When evalrpn commences execution, the input line is already broken into a series of tokens, accessible through the $ operator by their numbers, starting from 1 and ending at NF. (NF is a system variable holding the number of fields in the currend record; in our case, the record is a line, and the fields are the tokens it is split into.) evalrpn works recursively on the list of tokens, starting from the last one and proceeding backwards. Each token is matched against regular expressions, attempting to make sense of it as either a number or an operator. For an operator, two recursive calls are made to find the values of the needed arguments, and then the result is computed accordingly.

The global variable n keeps track of where the computation currently is along the sequence of tokens. It decreases by 1 with each call of evalrpn. A value of 0 at the start of any of the calls signals an error: there are too few arguments for some operation then. Once an error message is returned from evalrpn instead of a numeric result, it is propagated to the top level and eventually gets printed.

Another global variable, k, has the same initial value as n, but decreases by 1 as the function is invoked and increases as it returns. Thus the topmost invocation of evalrpn can be distinguished from the others by holding k==NF when it is about to return. Before returning from the top level call of evalrpn, we have to check whether all the tokens have been processed. If some tokens are left (n>0), then the input expression is incorrect by having an insufficient number of operations.

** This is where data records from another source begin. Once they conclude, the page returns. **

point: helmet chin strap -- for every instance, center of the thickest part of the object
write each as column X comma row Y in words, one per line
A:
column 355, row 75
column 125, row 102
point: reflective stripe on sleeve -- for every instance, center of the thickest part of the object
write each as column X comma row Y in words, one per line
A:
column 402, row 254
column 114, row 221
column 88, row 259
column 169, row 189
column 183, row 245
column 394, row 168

The variables tk, x, and y are local to evalrpn. In AWK, for a variable to be local it must be listed in the header of the corresponding function, after the names of its parameters. As evalrpn has no parameters, only the three mentioned local names are listed in its header.

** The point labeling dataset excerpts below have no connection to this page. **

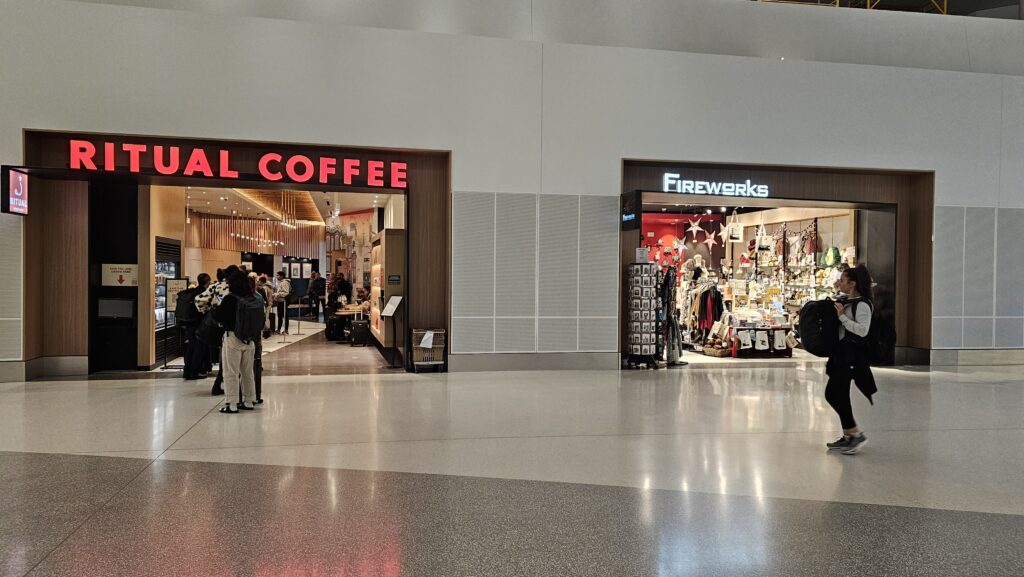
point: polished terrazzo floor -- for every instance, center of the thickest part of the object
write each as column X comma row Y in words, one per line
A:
column 693, row 471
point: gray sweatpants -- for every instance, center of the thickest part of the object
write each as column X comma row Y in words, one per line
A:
column 238, row 359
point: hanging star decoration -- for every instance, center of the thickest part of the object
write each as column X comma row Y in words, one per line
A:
column 723, row 233
column 710, row 241
column 693, row 228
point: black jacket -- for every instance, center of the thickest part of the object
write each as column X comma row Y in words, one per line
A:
column 317, row 286
column 226, row 312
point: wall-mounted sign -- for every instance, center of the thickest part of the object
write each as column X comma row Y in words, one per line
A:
column 174, row 286
column 15, row 192
column 632, row 207
column 223, row 162
column 120, row 275
column 672, row 182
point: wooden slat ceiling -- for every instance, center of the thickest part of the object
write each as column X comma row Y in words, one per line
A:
column 305, row 207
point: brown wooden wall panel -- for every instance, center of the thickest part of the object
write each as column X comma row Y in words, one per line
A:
column 56, row 252
column 911, row 194
column 252, row 236
column 919, row 327
column 146, row 352
column 34, row 259
column 428, row 231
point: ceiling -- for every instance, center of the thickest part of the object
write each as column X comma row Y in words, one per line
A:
column 309, row 206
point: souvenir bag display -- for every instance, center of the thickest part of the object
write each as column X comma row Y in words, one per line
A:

/[^ \t]/  {k = n = NF; print evalrpn()}

function evalrpn(tk,x,y) {
  tk = $n
  x = "error"
  if (n-- > 0)
    if (tk ~ "^[+-]?(\\.[0-9]+|[0-9]+(\\.[0-9]*)?)$")
      x = tk
    else if (tk ~ "^[-+*/]$")
      if ((x=evalrpn())!="error") {
        y = x
        if ((x=evalrpn())!="error")
          if      (tk == "+")  x += y
          else if (tk == "-")  x -= y
          else if (tk == "*")  x *= y
          else                 x /= y
  if (++k==NF && n>0) x = "error"
  return x

The resulting program is concise and not awfully unreadable, yet a bit of annoyance remains in me. Given that AWK is a match-and-transform based language, it is tempting to think of an implementation where, instead of matching whole lines only to process them in a function, token triples of the kind number-number-operator are repeatedly searched for and replaced with the result of evaluating the operator until no more possible. That would have been a truly transformational approach where parsing is coded entirely as matching against rule patterns and computation – as applying rule actions. All work would have been done straight in the rules, with no need for functions, and properly separating parsing (patterns) from computation (actions). Alas, AWK cannot be made to apply a rule more than once on a record (line). That is why we were forced to devise a function to which both parsing and computation were delegated.